Logistique - Interview de Antoine Person
« Un navire, c’est aussi une infrastructure de transport »
Le Bureau de promotion du Shortsea Shipping s’est donné comme vocation de promouvoir le transport maritime à courte distance. Son président expose les tenants et les aboutissants de son développement.
Fld : Qu’est ce qui est à l’origine du Bureau de promotion du Shortsea Shipping (BP2S) ?

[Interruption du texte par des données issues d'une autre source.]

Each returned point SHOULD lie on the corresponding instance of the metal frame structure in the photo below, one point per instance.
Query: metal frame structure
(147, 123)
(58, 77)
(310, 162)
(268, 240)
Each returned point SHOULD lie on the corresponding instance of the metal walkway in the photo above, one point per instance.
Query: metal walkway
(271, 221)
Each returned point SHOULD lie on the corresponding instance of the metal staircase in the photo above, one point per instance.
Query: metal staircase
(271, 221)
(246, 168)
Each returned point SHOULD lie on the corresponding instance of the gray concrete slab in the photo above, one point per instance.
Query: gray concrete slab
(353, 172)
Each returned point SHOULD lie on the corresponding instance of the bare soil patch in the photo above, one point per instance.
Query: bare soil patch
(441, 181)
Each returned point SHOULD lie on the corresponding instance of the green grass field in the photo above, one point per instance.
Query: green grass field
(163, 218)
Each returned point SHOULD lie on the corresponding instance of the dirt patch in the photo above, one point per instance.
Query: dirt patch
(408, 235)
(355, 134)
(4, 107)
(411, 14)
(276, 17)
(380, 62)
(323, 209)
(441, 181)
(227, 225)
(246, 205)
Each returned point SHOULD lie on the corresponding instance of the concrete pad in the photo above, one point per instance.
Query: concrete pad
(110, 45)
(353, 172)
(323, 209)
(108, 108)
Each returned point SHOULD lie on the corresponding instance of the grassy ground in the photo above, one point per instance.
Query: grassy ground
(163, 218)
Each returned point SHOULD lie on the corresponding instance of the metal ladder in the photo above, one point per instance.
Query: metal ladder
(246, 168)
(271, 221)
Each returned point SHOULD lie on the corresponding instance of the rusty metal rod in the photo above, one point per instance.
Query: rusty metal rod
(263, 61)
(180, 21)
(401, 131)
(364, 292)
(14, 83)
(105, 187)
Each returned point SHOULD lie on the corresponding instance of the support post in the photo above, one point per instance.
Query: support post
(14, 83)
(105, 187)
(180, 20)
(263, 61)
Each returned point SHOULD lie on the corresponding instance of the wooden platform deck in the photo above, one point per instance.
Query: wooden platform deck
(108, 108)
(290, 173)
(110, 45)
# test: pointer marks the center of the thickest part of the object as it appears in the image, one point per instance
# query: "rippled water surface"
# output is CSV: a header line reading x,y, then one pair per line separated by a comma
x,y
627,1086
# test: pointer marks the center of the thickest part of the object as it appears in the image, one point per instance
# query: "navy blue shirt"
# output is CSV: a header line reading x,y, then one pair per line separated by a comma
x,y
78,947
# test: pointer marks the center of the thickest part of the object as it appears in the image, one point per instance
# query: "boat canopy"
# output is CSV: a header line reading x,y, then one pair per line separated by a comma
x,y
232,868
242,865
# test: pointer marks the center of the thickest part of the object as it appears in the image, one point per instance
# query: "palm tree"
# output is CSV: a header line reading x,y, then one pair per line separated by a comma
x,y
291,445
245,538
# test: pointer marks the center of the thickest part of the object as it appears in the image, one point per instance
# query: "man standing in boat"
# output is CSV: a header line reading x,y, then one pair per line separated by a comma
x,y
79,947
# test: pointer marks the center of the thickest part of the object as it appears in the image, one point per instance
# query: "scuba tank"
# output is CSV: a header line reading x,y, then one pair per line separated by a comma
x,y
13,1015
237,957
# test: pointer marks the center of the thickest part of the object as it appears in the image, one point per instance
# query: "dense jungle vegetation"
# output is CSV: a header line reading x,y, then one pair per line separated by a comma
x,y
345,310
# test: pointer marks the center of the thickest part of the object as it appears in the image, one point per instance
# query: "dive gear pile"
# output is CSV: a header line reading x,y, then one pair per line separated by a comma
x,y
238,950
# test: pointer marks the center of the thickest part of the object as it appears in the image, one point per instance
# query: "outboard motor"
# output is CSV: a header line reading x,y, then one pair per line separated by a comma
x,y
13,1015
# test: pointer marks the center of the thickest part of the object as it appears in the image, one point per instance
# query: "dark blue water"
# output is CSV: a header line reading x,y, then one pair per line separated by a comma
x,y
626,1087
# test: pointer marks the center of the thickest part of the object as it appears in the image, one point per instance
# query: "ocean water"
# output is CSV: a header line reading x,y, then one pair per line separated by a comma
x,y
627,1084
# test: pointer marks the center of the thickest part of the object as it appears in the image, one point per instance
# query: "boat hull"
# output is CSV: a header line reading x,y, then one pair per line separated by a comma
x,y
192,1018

Antoine Person : BP2S a été créé en 2000 à l’initiative de l’UE qui avait demandé la création de tels bureaux dans les Etats membres en liaison avec son Livre Blanc sur le transport au sein de l’Union. Dans ses conclusions, celui-ci soulignait que le Shortsea Shipping devait participer fortement au désengorgement des voies terrestres. Il y avait un risque pour certains territoires européens de voir leur compétitivité économique entravée à cause de l’engorgement constaté des systèmes logistiques terrestres. De plus, alors que la question environnementale devenait de plus en plus prégnante, la massification des flux que permet le transport maritime autorise des économies appréciables de gaz à effet de serre par tonne transportée. La France est très en avance sur ce sujet, notamment grâce à Louis Dreyfus Armateurs (LDA), pionnier des autoroutes de la mer. Parmi les travaux que BP2S a menés depuis sa création, je pourrais citer notre proposition de document unique de transport qui vise à homogénéiser le régime de responsabilité, d’indemnisation et d’assurance des marchandises, dont le régime est différent qu’elles soient transportées par route ou par mer. Pareillement, nous étudions les conséquences économiques de la prise en compte des externalités écologiques et environnementales du transport maritime comme l’émission de particules de soufre ou d’azote par les navires. Les émissions de soufre ont déjà l’attention de l’Europe, avec leurs suppressions dès 2015, alors que se profile aussi la gestion du CO2, pour 2018. Celui-ci ne pourrait être traité que de deux manières : soit par un fonds de compensation (proche d’une taxe), soit par un échange de droit à polluer. En tout cas, les solutions renchérissent considérablement le coût du transport maritime. C’est pourquoi BP2S travaille sur les conditions utiles à l’adoption de la propulsion au gaz naturel liquéfié (GNL) qui offre l’avantage de réduire à zéro les émissions de soufre et d’azote et réduit celles de CO2.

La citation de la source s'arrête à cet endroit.